Location
- Strada Episcop Roman Ciorogariu, Nr. 18 Oradea, Bihor County Romania
- Coordinates: 47°03′40″N 21°55′51″E﻿ / ﻿47.0610°N 21.9309°E

Information
- Type: Public
- Established: December 2, 1699; 326 years ago
- Principal: Livia Cătălina Muntean
- Grades: first to twelfth grade
- Enrollment: c. 1600
- Website: eminescuoradea.ro

= Mihai Eminescu National College (Oradea) =

Mihai Eminescu National College (Colegiul Național "Mihai Eminescu" Oradea) is a high school located at 18 Episcop Roman Ciorogariu Street, Oradea, Bihor County, Romania. It is named after Mihai Eminescu, the national poet, and is one of the most prestigious schools in Bihor County.

==History==
The school was founded as an institution on 2 December 1699. From 1717 the institution worked as a Jesuit school, and from 1874 as a archigymnasium with the language of Latin teaching, gardianshiped by the Order of Canons Premonstratens. At this archigymnasium (in German Obergymnasium) was also the first Chair of Romanian language in Oradea, which was held by teachers: Alexandru Roman, Dionisie Grasscuţiu and Constantin Pavel. Another brilliant professor of the Oradea Archgymnasium was Károly Irén József, who established the telegraphic connection between Oradea and Sânmartin inside the school building.
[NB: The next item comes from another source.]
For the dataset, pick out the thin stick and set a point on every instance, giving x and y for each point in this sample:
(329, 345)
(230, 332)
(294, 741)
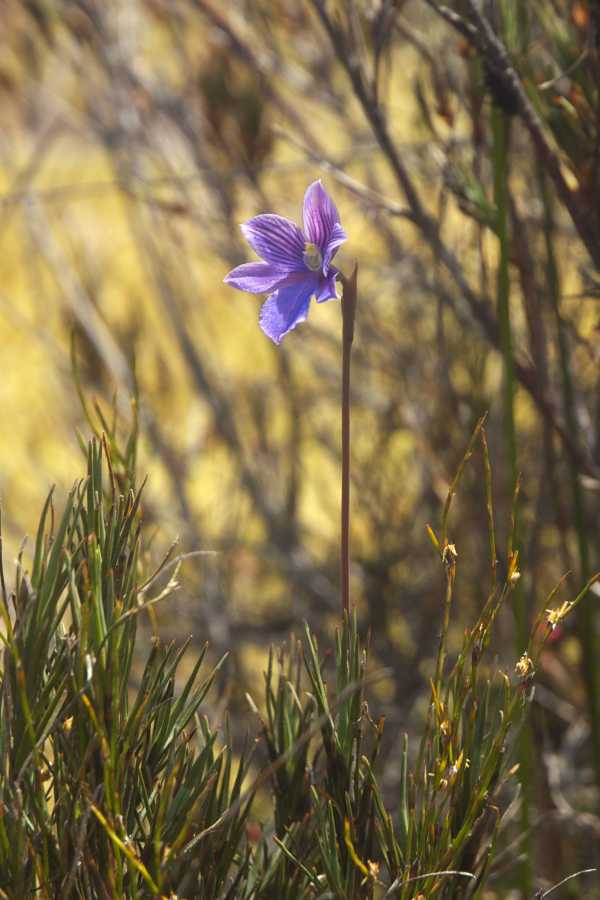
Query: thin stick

He also brought in Oradea the first Röntgen apparatus and contributed to the project elaboration for the tram line into the city. In the location of this school, functioned for a while the Academy of Law, which enjoyed the presence of famous names among its teachers: Iosif Vulcan, Emanuil Gojdu, Aurel Lazăr, and others. In the interwar period, functioned the Romanian-Hungarian Commercial High School also until 1924 the Faculty of Law. In 1959, through the unification of the Hungarian Classic Mixed High School with "Oltea Doamna" Romanian High School for Girls, was founded the High School of Philology and History which in 1990 it has become the "Mihai Eminescu" Theoretical High School. Since the school year 1999-2000, the school has been named "Mihai Eminescu" National College, a name that, even better, marks the status of a representative school in Bihor County. Throughout the years, the school has been visited by outstanding cultural personalities such as Mircea Zaciu, Augustin Buzura, Eugen Simion, Eugen Uricaru, Ana Blandiana, Nicolae Manolescu. The College also received the visit of Takayuki Ando, Minister of Education, Science and Culture of Japan.